Quando eu escrevo desconstruindo

Escute, malandro: Um poeta não se faz com versos. É o risco, é estar sempre a perigo sem medo, é inventar o perigo e estar sempre recriando dificuldades pelo menos maiores, é destruir a linguagem e explodir com ela. Nada no bolso e nas mãos. Sabendo: perigoso, solitário e faminto.
Poetar é simples, como dois e dois são quatro sei que a vida vale a pena.
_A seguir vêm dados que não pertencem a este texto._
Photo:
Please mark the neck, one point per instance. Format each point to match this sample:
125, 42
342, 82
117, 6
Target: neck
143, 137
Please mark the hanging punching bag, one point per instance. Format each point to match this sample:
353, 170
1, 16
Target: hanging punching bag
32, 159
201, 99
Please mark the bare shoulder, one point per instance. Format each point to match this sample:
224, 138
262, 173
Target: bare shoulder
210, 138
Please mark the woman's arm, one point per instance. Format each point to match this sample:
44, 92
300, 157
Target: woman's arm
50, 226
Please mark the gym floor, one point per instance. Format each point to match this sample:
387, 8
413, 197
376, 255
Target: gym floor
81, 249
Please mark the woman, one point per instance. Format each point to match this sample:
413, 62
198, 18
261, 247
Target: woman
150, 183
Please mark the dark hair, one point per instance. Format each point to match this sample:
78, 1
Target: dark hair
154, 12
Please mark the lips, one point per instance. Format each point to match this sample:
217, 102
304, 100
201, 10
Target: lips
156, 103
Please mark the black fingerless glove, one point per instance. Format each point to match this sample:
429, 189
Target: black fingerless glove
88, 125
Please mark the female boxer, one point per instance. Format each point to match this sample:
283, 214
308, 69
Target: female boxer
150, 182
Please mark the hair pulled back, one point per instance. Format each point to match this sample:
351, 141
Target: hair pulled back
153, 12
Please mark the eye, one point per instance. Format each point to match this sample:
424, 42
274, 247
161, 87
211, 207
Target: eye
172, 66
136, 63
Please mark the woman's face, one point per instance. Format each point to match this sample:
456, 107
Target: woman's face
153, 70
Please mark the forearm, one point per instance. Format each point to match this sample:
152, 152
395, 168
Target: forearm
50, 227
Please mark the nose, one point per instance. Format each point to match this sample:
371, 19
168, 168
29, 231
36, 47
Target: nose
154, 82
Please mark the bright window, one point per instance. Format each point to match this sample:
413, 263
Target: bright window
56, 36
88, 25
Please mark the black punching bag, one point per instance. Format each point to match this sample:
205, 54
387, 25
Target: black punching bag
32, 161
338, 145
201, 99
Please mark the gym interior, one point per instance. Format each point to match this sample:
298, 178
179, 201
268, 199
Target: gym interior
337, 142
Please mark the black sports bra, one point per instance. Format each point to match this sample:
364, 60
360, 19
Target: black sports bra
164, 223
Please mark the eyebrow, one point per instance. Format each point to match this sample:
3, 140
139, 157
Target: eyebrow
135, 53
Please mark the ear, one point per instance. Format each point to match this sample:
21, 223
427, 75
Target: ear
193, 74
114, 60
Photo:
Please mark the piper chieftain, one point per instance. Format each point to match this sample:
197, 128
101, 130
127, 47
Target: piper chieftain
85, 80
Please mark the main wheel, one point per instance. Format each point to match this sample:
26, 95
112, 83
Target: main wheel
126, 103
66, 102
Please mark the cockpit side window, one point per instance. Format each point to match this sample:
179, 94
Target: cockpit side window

Difícil é não correr com os versos debaixo do braço. Difícil é cortar o cabelo quando o dinheiro falta. Difícil prá quem não é poeta, é não trair a sua poesia, que, pensando bem, não é nada, se você está sempre pronto a temer tudo; menos o ridículo de declamar versinhos e sair por aí, ainda por cima sorridente mestre "herdeiro" da poesia dos que levaram a coisa até o fim e continuam levando, graças a Deus.
_ É um reecontro com as letras que a muito abandonara. É o meu exercício de redação, é o suor de minh'alma, é a depuração da minha história numa auditoria comigo mesmo_ tenho a vida toda pela frente para como réu julgar-me pelo juíz de minha consciência e sentenciar-me culpado ou inocente, ou... os dois. E fique sabendo: quem não se arrisca não pode berrar e... eu arrisquei, só que bifurcação de estrada errada e mesmo pegando o ônibus de retorno, não sei se ainda haverá tempo de chegar a tempo.
NOTA: Leve um homem e um boi ao matadouro. O que berrar mais na hora do perigo é o homem, nem que seja o boi.